DESPITE the warning of the National Economic and Development Authority (Neda) on the ill effects of further monetary tightening on the economy, the Bangko Sentral ng Pilipinas (BSP) remains undeterred in its hawkish stance and still intends to raise interest rates in November.

In a briefing on Wednesday, BSP Governor Eli M. Remolona Jr. said he is not ruling out a 25-basis-point (bps) rate hike in November given the latest data, including the 6.1-percent headline inflation rate recorded in September 2023.

Inflation reached the high end of the BSP’s month-ahead inflation forecast due to more expensive rice prices which increased 17.9 percent, the highest in 14 years. (Full story here:

“We are considering hikes but we’re going where the data leads us. I don’t think Arsi’s [Neda Secretary Arsenio M. Balisacan] views and our views are that far apart. I think what Arsi really meant was we shouldn’t go for very aggressive hikes, but I wouldn’t rule out 25 basis points for example,” Remolona said.

Remolona said while headline inflation rate increased, it was worth noting that core inflation slowed. Core inflation slowed to 5.9 percent, bringing the year-to-date core inflation rate to 7.2 percent.

While this was certainly “encouraging,” Remolona said one of the BSP’s main fears was the increase in transport fares, which has already happened. The Land Transportation Franchising and Regulatory Board (LTFRB) approved the P1 jeepney fare hike which was implemented last week.

Other risks

ANOTHER risk to inflation, Remolona said, is the conflict in Israel. While the impact of this war has been muted, the risk that it will spill over to growth as well as oil prices, will make the BSP hawkish to guard against secondary effects.

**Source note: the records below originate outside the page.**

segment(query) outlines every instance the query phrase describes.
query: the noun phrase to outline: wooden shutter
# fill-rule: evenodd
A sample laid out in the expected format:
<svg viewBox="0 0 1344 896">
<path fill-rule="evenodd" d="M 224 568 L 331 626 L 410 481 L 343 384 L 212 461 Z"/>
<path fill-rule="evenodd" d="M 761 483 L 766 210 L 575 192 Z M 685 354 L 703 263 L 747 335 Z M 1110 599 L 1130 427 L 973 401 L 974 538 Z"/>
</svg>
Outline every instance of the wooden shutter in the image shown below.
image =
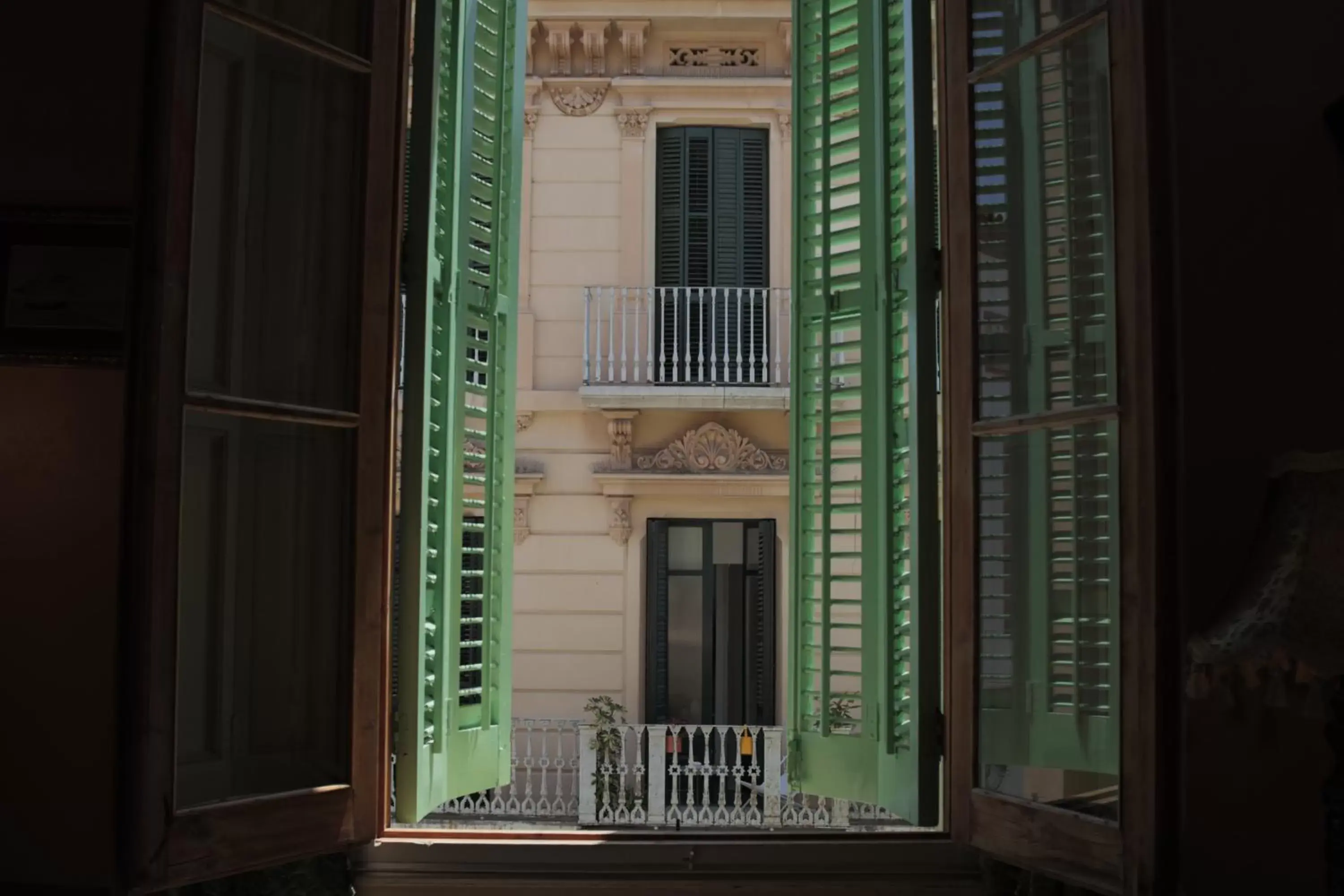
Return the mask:
<svg viewBox="0 0 1344 896">
<path fill-rule="evenodd" d="M 789 776 L 804 793 L 934 823 L 929 7 L 796 0 L 793 8 Z"/>
<path fill-rule="evenodd" d="M 645 539 L 648 570 L 644 650 L 648 654 L 644 682 L 644 717 L 668 719 L 668 521 L 649 520 Z"/>
<path fill-rule="evenodd" d="M 739 343 L 758 347 L 754 375 L 743 368 L 742 379 L 766 379 L 759 349 L 770 318 L 766 296 L 732 287 L 769 286 L 767 137 L 759 128 L 659 132 L 656 279 L 659 286 L 687 287 L 676 306 L 669 301 L 661 310 L 663 351 L 668 359 L 684 359 L 691 347 L 696 363 L 689 379 L 699 377 L 700 340 L 710 339 L 706 379 L 737 382 L 728 359 L 737 359 Z M 750 361 L 746 348 L 742 357 Z M 711 359 L 718 359 L 712 371 Z"/>
<path fill-rule="evenodd" d="M 515 0 L 418 8 L 415 109 L 426 124 L 413 132 L 407 240 L 402 822 L 509 778 L 526 27 Z"/>
<path fill-rule="evenodd" d="M 1012 16 L 981 16 L 985 46 L 1032 36 L 1017 34 Z M 1098 189 L 1109 165 L 1095 134 L 1078 128 L 1098 114 L 1089 103 L 1109 93 L 1086 85 L 1093 52 L 1079 42 L 1039 66 L 974 86 L 977 138 L 1003 146 L 999 157 L 982 154 L 977 168 L 980 304 L 991 321 L 980 345 L 988 348 L 982 356 L 995 352 L 981 386 L 985 416 L 1113 398 L 1116 355 L 1106 345 L 1114 293 L 1097 275 L 1106 270 L 1099 259 L 1111 239 L 1106 192 Z M 1064 66 L 1077 74 L 1068 77 Z M 986 289 L 995 283 L 1004 286 L 999 301 Z M 1013 296 L 1028 300 L 1013 304 Z M 1118 768 L 1110 697 L 1120 673 L 1118 587 L 1114 545 L 1097 525 L 1118 506 L 1114 427 L 1039 429 L 978 442 L 981 531 L 1001 545 L 982 552 L 981 566 L 982 763 Z"/>
</svg>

“I wouldn’t say that we’re done with the tightening. I would say, it’s a serious concern whether supply side shocks would have a lasting impact. Normally, they don’t have a lasting impact, but once they get into expectations, once they get into wages, it becomes an issue for us,” Remolona said.

“Of course, we only control the demand side. And for now we think tightening has relieved pressure from the demand side. So far we think it hasn’t really affected our growth prospects. We’re watching that very, very carefully,” he added.

Last week, Balisacan said he is not in favor of further rate hikes, noting that inflation is being caused by supply side issues that jack up commodity prices. Such a situation, he said, does not call for monetary policy tightening.

He said while the economy can still withstand further rate hikes, it may be an unnecessary recourse that could hurt local producers and slow down the country’s GDP growth.

Raising interest rates would also not lead to a competitive peso, he added. Balisacan said a weak peso is what the country needs to grow faster since this will allow exporters and local producers to earn more as well as increase the purchasing power of dollar earners and their families in the Philippines.

Balisacan explained that it is a misnomer that a weak peso translates to a weak economy. On the contrary, it allows sectors such as Business Process Outsourcing (BPO) and Overseas Filipino Workers (OFWs) to have greater purchasing power.

This increase in income is good for consumption-driven economies like the Philippines. Conventionally, the bulk or 70 percent of the economy is driven by consumption, and 10 percent of this is accounted for by the consumption from overseas Filipino workers’ remittances.